Leaving the family home for the first time can be intimidating but exciting. You’ve likely been giving a lot of thought to this moment and received lots of advice from family and friends. It is a big step that comes with many commitments that you must be aware of as they can have a lasting impression on your financial future. By being smart you can avoid debt and credit issues which can arise if not prepared.
Let’s break the big move down into smaller bits.
Your New Residence
Picking out your new residence requires some considerations when it comes to your budget. Below are different bills you and or your roommates will be responsible for.
One-Off Costs:
Furnishings
Connection fees for utilities
Parking permits
Rental truck/Removalist
Rent bond
Ongoing Costs:
Utilities
Rent
Food
Entertainment
Insurance
Transportation
Stay on top of bills by automating as much as possible, utilise direct debts.
One of the best ways to control costs and stretch the monthly budget is to have housemates and share the costs with others. Whilst this is a great to get more bang for your buck, its important to choose housemates carefully.

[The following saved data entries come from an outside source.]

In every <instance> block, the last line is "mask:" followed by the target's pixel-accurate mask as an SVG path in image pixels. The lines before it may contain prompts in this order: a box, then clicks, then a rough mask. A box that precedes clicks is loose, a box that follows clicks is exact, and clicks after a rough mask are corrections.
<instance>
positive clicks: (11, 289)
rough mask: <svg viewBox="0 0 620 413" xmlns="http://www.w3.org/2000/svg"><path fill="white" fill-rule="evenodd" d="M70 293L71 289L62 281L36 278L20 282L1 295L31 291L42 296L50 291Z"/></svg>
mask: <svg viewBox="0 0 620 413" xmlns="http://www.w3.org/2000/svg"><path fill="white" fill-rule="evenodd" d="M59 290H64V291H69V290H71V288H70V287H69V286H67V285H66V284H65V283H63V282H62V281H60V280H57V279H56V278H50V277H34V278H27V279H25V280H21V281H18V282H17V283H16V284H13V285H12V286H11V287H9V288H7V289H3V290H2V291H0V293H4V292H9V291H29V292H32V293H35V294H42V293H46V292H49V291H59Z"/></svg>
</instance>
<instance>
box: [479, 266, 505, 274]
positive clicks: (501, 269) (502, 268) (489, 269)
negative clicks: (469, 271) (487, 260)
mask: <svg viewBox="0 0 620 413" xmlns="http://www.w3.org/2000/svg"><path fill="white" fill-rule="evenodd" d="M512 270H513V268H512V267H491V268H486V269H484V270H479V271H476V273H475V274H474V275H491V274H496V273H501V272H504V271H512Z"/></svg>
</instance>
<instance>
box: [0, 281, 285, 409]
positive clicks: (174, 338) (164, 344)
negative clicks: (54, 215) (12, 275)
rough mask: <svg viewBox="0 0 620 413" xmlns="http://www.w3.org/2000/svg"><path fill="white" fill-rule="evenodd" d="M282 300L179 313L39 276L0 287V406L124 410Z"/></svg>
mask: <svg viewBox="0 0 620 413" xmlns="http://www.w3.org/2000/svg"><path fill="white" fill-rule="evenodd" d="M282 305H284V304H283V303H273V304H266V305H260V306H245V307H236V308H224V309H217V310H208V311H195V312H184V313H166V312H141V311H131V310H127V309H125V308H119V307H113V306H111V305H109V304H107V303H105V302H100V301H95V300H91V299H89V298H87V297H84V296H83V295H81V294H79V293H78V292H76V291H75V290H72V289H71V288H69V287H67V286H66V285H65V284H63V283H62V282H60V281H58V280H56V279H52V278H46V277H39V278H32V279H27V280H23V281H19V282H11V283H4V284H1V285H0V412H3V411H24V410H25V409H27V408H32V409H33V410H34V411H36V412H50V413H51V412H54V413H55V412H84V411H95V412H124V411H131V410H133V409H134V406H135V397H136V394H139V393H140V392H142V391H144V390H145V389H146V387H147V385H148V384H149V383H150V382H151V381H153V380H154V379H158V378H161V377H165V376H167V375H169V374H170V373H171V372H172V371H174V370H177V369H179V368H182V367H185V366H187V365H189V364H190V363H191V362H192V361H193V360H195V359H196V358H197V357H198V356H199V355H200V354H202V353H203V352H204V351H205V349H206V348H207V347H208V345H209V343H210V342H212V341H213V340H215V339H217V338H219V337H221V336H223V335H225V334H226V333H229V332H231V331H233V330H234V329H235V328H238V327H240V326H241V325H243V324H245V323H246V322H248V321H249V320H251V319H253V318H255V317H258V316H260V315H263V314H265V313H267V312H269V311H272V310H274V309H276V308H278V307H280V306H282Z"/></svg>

Establishing responsibility between flat mates can be a formal or informal process, as determined by contracts and agreements signed between you, them, landlords and utility providers. Formal agreements would indicate your name is on the lease, utilities, insurance, and any other services to the property, along with theirs. Informal agreements are determined by a signed document or agreement with the head tenant of the property. Perhaps that tenant’s name is on all of the contracts pertaining to the home, and your contract denotes an agreed upon payment to that tenant.
The Importance of Finances
There are many financial obligations when renting or owning a home. All of which are driven by credit. If your name is on a contract, your responsible for the agreement regardless of what flat mates may or may not do. Be sure to protect yourself and have agreements in place with all parties living in the home.
Preparing For Your Big Move
Once you’ve determined you’re moving, who you’d potentially have as a housemate, and what your budget allows, it’s time to address a solid checklist to ensure your move is as seamless as possible.
- Research the desired location of your new home. Take a look at the traffic in the area, it’s proximity to your work/school, and the lifestyle of the area. Does it match your wants and likes?
- Take stock of your current bills and how they will be incorporated into your new budget. What are things you can do to ensure you stay on top of new financial responsibilities and that your flat mates are taking care of shared bills
- Determine what things you’d like to bring with you to your new home. Do you have duplicate items in your current living space that you don’t need to bring with you? Moving is a great opportunity to evaluate what you have and what you’ll need. You can reduce the amount of clutter by going through your items now, before hauling them to your new spot!
- Prepare to update your address so you’ll never miss a beat! Make a list of organisations that regularly send you mail, or rely on documentation of your residence in their files. Your bank, place of employment, general bills (ie mobile, gym, etc) and insurance companies are all examples of these.
- Consider your insurance policies with your changed residence. Will you have health insurance if you move out of your family home? Does your new location affect your car insurance rates? What type of insurance would you like to carry for your belongings in case of unforeseen events? Perhaps even bundling car and home/rental insurance can save you a bit, too!
Moving out of the family home is an exciting new chapter and easy thing to do. However it also come with new responsibility in the form of contracts and bills. Take advantage of direct debits and any other areas of automation to help stay organised and in control of new commitments.
*This article is opinion only and should not be taken as financial advice. The information is general and has not taken into account your objectives, financial situation, or needs. Check with a financial professional before making any decisions.